Numa entrevista nos idos de fins de 1992, quando o mundo político brasileiro desabava sobre a cabeça do então presidente da República, Fernando Collor de Melo, o então senador paraibano Humberto Lucena, ao dar uma entrevista ao jornalista Heródoto Barbeiro, então na TV Cultura de São Paulo, perguntado por este qual tinha sido seu mais árduo trabalho de investigação a serviço do Congresso Nacional, Lucena citou o processo de apuração dos assassinatos do então deputado federal Euclides Paes Mendonça e seu filho, então deputado estadual Antonio Oliveira Mendonça em 08 de agosto de 1963 em frente da Prefeitura Municipal de Itabaiana, Estado de Sergipe: “Pareceu que nem a viúva conhecia os mortos”, afirmou ele. E assim foi. Ninguém viu nada; todos ouviram dizer que alguém viu. Ninguém ouviu nada especificamente; todos ouviram "boatos". E o assassinato de um dos maiores líderes da rasteira política sergipana ficou sem resposta condizente. Logo, à pergunta do jovem estudante de direito, respondo aqui como o Chicó, personagem criado pelo escritor Ariano Suassuna e inspirado no sobrevivente cristão-novo descrito no segundo parágrafo destas linhas: “Não sei! Só sei que foi assim”.

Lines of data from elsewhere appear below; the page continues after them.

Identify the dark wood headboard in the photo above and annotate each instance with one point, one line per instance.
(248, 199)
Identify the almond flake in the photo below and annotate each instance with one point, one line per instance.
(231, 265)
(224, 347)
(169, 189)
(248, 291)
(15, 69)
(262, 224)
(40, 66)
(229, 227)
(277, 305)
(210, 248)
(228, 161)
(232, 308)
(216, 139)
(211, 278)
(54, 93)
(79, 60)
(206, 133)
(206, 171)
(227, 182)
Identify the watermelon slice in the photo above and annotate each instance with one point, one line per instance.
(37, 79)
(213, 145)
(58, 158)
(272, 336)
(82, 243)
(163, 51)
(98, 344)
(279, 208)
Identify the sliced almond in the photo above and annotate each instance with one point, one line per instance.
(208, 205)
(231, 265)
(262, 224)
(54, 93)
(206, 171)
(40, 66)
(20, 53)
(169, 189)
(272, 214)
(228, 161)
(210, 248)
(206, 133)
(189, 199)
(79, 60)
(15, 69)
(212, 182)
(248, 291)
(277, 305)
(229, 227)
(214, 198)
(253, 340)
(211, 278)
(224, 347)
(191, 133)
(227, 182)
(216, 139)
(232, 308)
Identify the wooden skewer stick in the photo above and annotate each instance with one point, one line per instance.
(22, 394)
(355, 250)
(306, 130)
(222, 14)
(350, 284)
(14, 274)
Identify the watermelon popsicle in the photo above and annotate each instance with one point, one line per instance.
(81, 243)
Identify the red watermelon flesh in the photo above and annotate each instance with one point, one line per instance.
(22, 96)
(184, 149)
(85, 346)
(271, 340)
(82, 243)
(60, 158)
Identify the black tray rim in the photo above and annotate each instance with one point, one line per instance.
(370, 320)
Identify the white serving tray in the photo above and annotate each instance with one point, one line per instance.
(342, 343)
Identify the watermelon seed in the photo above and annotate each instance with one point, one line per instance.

Meu velho pai, que se vivo estivesse teria completado 99 anos no último dia 27 de março costumava filosofar pra mim que, “quando o feitiço é demais, vira bicho e come o dono”. Claro, meu pai, assim como eu, e acho que todos os que lerem este artigo era um herdeiro legítimo dos envolvidos nesta tragédia. A sanha destruidora do caráter cristão-novo nos levou ao padrão João Grilo. E continuamos sem responder as perguntas. A dissimular; a evitar o confronto de ideias; a dizer a verdade, mesmo que de forma sofisticada. A acumular dúvidas, dissensos e problemas que de vez em quando explodem estraçalhando a todos.
Em tempo: a primeira grande leva em 1590-1610 de colonizadores sergipanos e itabaianenses em particular foram os mesmo judeus convertidos descritos por Laval.